LETTER XLI. From the same.—A letter from her mother (with patterns of rich silks) in which she entreats her to comply with all their wishes. What ought to be the principal view of a good wife in adorning her person. Her distress. Begs leave to wait upon her mother alone. Her father’s angry letter, ordering her to prepare for her wedding-day. Solmes requests to see her. She refuses. All in tumults below upon it. Her brother and her sister desire that she may be left to their management.

LETTER XLII. From the same.—A very warm dialogue between her sister and her. Her sister’s envy, unnatural behaviour, and violence. Clarissa sends down proposals in writing to her friends, and a letter to her brother. His insolent answer; in which he tells her, that her proposal will be considered in full assembly next morning; but that, if they shall be complied with, he will retire to Scotland, and never more return to Harlowe-place.
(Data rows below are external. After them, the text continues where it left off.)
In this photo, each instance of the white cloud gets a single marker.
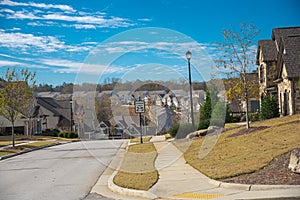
(22, 15)
(84, 26)
(100, 21)
(67, 66)
(42, 43)
(7, 11)
(145, 19)
(8, 63)
(38, 5)
(82, 21)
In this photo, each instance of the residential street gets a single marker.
(61, 172)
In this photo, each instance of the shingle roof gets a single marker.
(268, 48)
(289, 40)
(57, 107)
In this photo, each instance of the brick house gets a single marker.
(278, 63)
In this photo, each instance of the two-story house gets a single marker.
(278, 63)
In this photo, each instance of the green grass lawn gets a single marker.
(7, 151)
(232, 156)
(6, 143)
(137, 170)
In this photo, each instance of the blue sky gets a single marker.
(60, 39)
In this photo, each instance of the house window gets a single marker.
(276, 45)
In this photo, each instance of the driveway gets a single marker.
(61, 172)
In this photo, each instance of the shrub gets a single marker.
(205, 112)
(68, 135)
(254, 116)
(173, 130)
(181, 130)
(269, 108)
(52, 133)
(72, 135)
(61, 134)
(203, 124)
(184, 130)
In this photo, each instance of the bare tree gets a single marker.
(237, 61)
(14, 96)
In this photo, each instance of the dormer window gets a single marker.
(276, 45)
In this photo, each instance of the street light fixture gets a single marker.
(188, 57)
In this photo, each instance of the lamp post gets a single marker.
(71, 114)
(188, 57)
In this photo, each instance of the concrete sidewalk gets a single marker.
(178, 180)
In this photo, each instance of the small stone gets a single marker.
(294, 164)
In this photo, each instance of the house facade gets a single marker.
(278, 61)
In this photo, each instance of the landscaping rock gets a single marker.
(294, 164)
(196, 134)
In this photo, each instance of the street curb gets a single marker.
(128, 192)
(30, 150)
(250, 187)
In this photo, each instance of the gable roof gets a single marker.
(288, 42)
(268, 49)
(57, 107)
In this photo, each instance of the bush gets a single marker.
(52, 133)
(61, 134)
(269, 108)
(254, 117)
(181, 130)
(173, 130)
(72, 135)
(217, 122)
(68, 135)
(203, 124)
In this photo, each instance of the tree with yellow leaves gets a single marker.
(238, 62)
(16, 94)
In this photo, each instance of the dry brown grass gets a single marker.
(246, 153)
(137, 139)
(137, 170)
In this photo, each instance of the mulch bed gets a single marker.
(247, 131)
(276, 173)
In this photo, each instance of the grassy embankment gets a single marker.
(235, 154)
(137, 170)
(40, 141)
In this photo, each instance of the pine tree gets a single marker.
(205, 112)
(269, 108)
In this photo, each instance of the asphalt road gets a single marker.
(66, 171)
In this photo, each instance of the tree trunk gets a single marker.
(13, 133)
(247, 115)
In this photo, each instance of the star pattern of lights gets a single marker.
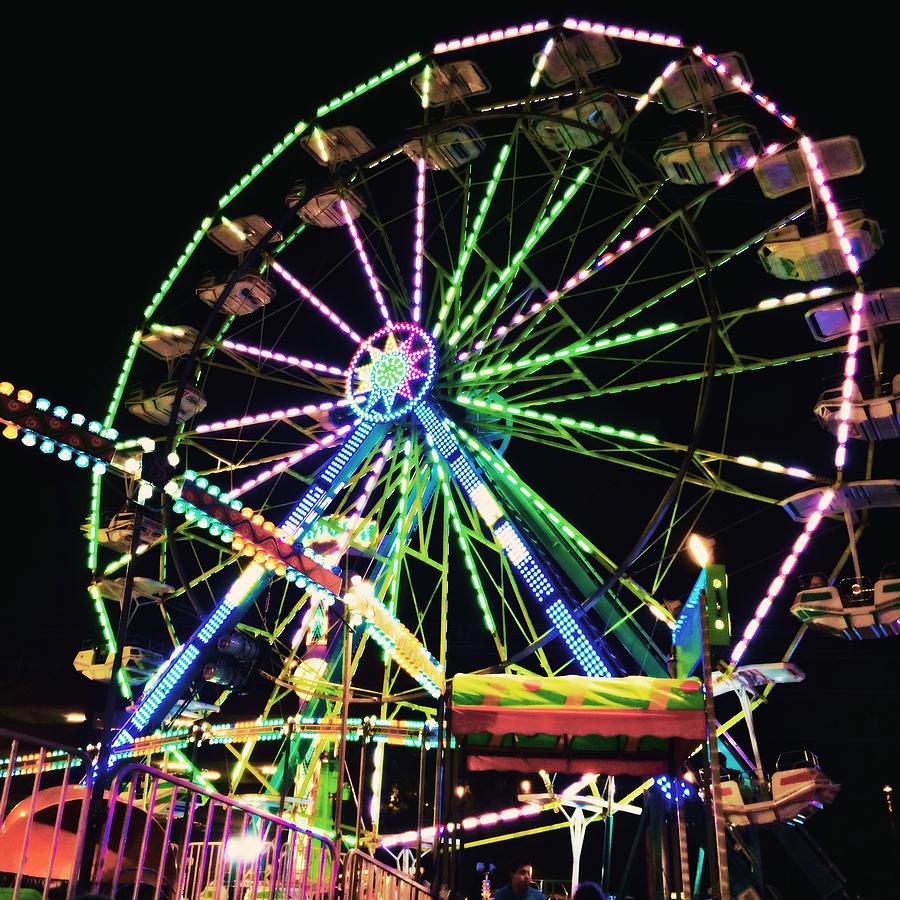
(391, 372)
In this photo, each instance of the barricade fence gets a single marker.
(196, 844)
(365, 878)
(43, 815)
(156, 836)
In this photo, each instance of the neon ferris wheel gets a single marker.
(468, 345)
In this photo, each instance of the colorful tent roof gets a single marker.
(619, 726)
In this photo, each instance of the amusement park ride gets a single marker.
(325, 445)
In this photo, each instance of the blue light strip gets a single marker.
(688, 617)
(590, 655)
(160, 692)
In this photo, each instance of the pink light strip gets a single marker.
(777, 584)
(273, 356)
(655, 86)
(625, 33)
(290, 413)
(840, 454)
(364, 259)
(420, 241)
(485, 820)
(500, 34)
(825, 195)
(322, 307)
(840, 457)
(744, 86)
(598, 265)
(291, 460)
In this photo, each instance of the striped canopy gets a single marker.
(617, 726)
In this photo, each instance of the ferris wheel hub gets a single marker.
(392, 371)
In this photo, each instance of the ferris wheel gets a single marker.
(471, 352)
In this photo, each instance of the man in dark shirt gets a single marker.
(519, 887)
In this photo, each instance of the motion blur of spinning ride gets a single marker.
(477, 342)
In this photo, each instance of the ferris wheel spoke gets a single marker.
(152, 705)
(364, 262)
(272, 356)
(755, 366)
(315, 302)
(500, 287)
(591, 654)
(565, 427)
(584, 564)
(495, 354)
(471, 240)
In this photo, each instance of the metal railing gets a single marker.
(43, 813)
(365, 878)
(200, 845)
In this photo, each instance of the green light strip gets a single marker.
(402, 530)
(528, 245)
(582, 348)
(366, 86)
(263, 164)
(289, 239)
(574, 424)
(503, 469)
(695, 376)
(596, 254)
(641, 438)
(469, 245)
(576, 350)
(700, 273)
(464, 545)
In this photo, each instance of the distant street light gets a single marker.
(700, 549)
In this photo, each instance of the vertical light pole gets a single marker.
(720, 886)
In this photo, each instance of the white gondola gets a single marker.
(785, 254)
(117, 533)
(787, 171)
(450, 82)
(593, 120)
(832, 320)
(873, 419)
(238, 236)
(249, 293)
(731, 145)
(157, 408)
(191, 712)
(325, 211)
(144, 590)
(337, 145)
(798, 789)
(854, 496)
(169, 342)
(448, 149)
(576, 55)
(138, 664)
(854, 608)
(750, 678)
(694, 81)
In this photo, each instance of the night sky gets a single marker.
(119, 144)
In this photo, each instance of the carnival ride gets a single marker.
(437, 346)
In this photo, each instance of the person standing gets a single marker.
(519, 887)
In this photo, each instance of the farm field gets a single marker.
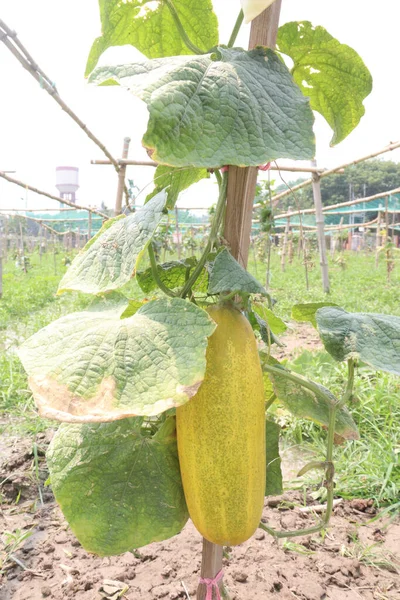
(356, 557)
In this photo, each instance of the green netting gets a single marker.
(354, 215)
(69, 220)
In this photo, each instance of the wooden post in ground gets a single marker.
(239, 210)
(319, 220)
(285, 244)
(386, 219)
(89, 226)
(121, 179)
(178, 233)
(377, 241)
(1, 259)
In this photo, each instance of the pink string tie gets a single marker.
(212, 583)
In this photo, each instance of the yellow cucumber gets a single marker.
(221, 435)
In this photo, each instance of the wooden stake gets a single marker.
(284, 245)
(178, 234)
(121, 178)
(1, 260)
(377, 241)
(239, 210)
(320, 223)
(242, 181)
(386, 219)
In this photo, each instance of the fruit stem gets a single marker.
(219, 211)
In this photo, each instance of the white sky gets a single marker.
(36, 136)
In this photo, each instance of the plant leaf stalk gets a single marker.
(310, 385)
(219, 211)
(236, 29)
(185, 38)
(156, 277)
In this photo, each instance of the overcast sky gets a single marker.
(36, 136)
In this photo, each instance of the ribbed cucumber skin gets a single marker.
(221, 435)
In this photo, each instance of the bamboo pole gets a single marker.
(305, 211)
(306, 182)
(151, 163)
(239, 208)
(284, 245)
(51, 196)
(11, 41)
(320, 223)
(121, 178)
(386, 219)
(1, 259)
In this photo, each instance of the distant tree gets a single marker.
(365, 179)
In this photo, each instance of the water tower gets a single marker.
(67, 182)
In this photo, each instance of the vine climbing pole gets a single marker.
(121, 178)
(239, 210)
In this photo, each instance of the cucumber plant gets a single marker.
(121, 373)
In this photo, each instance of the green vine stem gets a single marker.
(310, 385)
(236, 29)
(156, 277)
(350, 383)
(329, 484)
(185, 38)
(219, 211)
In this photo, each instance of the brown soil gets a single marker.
(55, 566)
(297, 338)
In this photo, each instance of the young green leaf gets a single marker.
(253, 8)
(304, 313)
(149, 27)
(227, 275)
(173, 274)
(273, 483)
(229, 107)
(372, 338)
(96, 366)
(117, 489)
(305, 404)
(174, 181)
(111, 260)
(331, 74)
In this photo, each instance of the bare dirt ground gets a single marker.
(299, 337)
(52, 564)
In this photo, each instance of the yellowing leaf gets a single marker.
(253, 8)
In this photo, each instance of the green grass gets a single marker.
(369, 467)
(360, 287)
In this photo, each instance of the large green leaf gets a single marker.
(273, 483)
(174, 181)
(372, 338)
(305, 404)
(111, 260)
(227, 275)
(331, 74)
(97, 366)
(305, 313)
(229, 107)
(117, 489)
(149, 26)
(173, 274)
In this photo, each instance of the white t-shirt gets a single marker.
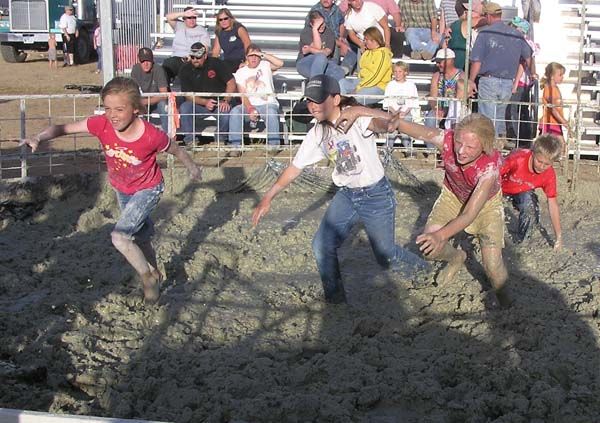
(68, 22)
(370, 15)
(354, 154)
(257, 80)
(403, 90)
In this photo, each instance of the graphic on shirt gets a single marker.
(123, 156)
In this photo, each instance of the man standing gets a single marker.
(152, 79)
(495, 58)
(68, 27)
(205, 74)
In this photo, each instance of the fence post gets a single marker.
(24, 152)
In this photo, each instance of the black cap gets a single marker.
(319, 87)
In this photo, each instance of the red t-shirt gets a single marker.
(517, 178)
(131, 165)
(462, 182)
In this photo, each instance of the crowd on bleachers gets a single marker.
(357, 42)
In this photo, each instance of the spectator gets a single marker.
(420, 20)
(375, 68)
(334, 20)
(390, 7)
(187, 33)
(256, 78)
(495, 58)
(203, 74)
(519, 128)
(98, 47)
(151, 78)
(553, 119)
(231, 37)
(52, 63)
(362, 15)
(443, 84)
(459, 31)
(317, 44)
(68, 27)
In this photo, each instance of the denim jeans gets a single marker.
(420, 40)
(348, 86)
(134, 221)
(268, 112)
(317, 64)
(375, 207)
(188, 112)
(529, 213)
(494, 89)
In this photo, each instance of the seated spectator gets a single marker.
(390, 7)
(203, 74)
(187, 33)
(256, 77)
(375, 68)
(231, 37)
(420, 20)
(152, 79)
(443, 84)
(362, 15)
(317, 44)
(459, 31)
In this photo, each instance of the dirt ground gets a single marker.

LETTER XLIII. Clarissa to Miss Howe.—Hardly doubts but her proposals will be accepted. Paints to herself, as her relations arrive one by one, what their deliberations, and the result of them will be, when they are all assembled. Her proposals rejected. Her sister’s cruel insults on the occasion produce another warm dialogue between them. Her sister leaves her in a fury. She is greatly disturbed at the contents of a letter from Lovelace.

LETTER XLIV. From the same.—Her aunt Hervey, accompanied by her sister, makes her a visit. Farther insults from her sister. Her aunt’s fruitless pleas in Solmes’s favour.